Кто же из нас двоих лучший писатель? Не очевидно ли, что именно она.

Наступает заря, ветер стихает. Из вчерашнего дождя в тени родился новый аромат, а может быть, это я в который уже раз вновь открываю мир и накладываю на него новые ощущения?.. Это ведь не так уж чрезмерно – рождаться и созидать каждый день. Рука цвета бронзы, вся холодная от волнения, бежит, останавливается, зачёркивает, снова начинает движение, холодная от юного волнения. Не хотела ли скупая любовь в последний раз наполнить пригоршни маленьким заскорузлым сокровищем? Теперь я буду собирать только охапки. Большие охапки ветра, раскрашенных атомов, щедрой пустоты, которые я буду с гордостью сваливать в гумно…

Наступает заря. Принято считать, что ни один демон не может выдержать её присутствия, её бледности, её голубоватого скольжения; но никогда не говорят о прозрачных демонах, которые любовно приносят её с собой. Прощальный голубой цвет, приглушённый, размытый водяными парами, проникает вместе с туманом. Мне нужно мало сна; вот уже несколько недель мне хватает послеобеденного отдыха. Когда тяга ко сну меня охватит вновь, я буду спать неистово и как пьяная. Мне надо только подождать, пока восстановится прервавшийся на некоторое время ритм. Ждать, ждать… Этому обучаются в хорошей школе, где преподают также великую элегантность нравов – высший шик умения – отклонять…
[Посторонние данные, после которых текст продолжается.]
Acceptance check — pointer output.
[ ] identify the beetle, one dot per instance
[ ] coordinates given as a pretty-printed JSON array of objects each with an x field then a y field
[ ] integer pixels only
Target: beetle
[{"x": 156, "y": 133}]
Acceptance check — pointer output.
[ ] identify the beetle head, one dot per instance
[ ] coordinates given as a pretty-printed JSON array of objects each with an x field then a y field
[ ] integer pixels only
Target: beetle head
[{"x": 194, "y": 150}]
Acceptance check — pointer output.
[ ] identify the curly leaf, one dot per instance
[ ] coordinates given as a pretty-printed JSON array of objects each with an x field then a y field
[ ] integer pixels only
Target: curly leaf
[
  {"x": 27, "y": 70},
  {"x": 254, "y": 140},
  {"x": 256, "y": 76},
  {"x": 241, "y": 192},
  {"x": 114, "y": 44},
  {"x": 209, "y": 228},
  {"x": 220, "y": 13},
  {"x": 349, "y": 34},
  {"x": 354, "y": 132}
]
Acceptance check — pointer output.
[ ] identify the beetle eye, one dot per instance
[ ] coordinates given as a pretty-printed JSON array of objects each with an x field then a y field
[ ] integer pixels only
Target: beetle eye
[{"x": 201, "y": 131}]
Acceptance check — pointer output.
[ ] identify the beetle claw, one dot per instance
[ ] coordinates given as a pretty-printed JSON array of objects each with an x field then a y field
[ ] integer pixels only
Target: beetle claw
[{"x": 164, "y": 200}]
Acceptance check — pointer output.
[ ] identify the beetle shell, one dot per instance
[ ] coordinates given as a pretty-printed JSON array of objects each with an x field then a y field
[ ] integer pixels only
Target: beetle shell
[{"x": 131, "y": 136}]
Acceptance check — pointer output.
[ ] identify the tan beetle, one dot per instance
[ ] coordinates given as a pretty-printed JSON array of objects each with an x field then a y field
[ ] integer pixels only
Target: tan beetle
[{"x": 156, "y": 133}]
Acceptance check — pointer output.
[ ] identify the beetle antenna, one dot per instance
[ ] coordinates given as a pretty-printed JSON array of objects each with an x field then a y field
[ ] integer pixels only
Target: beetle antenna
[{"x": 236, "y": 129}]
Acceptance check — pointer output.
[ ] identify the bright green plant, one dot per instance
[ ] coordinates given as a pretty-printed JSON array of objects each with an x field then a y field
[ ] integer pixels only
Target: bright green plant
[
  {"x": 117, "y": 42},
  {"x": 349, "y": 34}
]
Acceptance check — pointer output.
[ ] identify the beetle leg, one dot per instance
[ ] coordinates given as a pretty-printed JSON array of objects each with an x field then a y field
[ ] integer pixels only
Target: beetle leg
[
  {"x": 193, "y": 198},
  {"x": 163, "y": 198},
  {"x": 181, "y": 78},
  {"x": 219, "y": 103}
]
Этому обучаешь ты, к которой я беспрестанно обращаюсь… Одно письмо, последнее, пришло сразу вслед за смеющимся посланием, где ты рассказываешь про гроб из чёрного дерева… Ах! спрячем под последним письмом образ, который мне не хочется видеть: наполовину обнажённая голова, которая поворачивала на подушке так и сяк свою сухую шею и своё нетерпение коротко привязанной козы… В последнем письме моя мать, очевидно, хотела меня уверить, что она уже рассталась с необходимостью пользоваться нашей речью. На двух набросанных карандашом листках нет ничего, кроме кажущихся весёлыми знаков, стрел, отходящих от лишь намеченного слова, маленьких лучей, двух: «да, да» и одного очень отчётливого: «она танцевала». Она также написала ниже: «моя любовь» – так она называла меня, когда наши разлуки оказывались долгими и когда она по мне скучала. Однако на этот раз я не решаюсь требовать для себя одной такое пламенеющее слово. Оно занимает своё место среди линий, плетений ласточкина полёта, завитков растений, среди вестей, посланных рукой, которая пыталась мне передать новый алфавит или набросок ландшафта, мельком замеченного на заре в лучах, которым совсем не дано достигнуть мрачного зенита. Поэтому, вместо того чтобы смотреть на это письмо как на неясный бред, я читаю его как один из тех загадочных пейзажей, на которых игры ради лицо спрятано в листве, рука – между двумя ветками, торс – под грудой скал…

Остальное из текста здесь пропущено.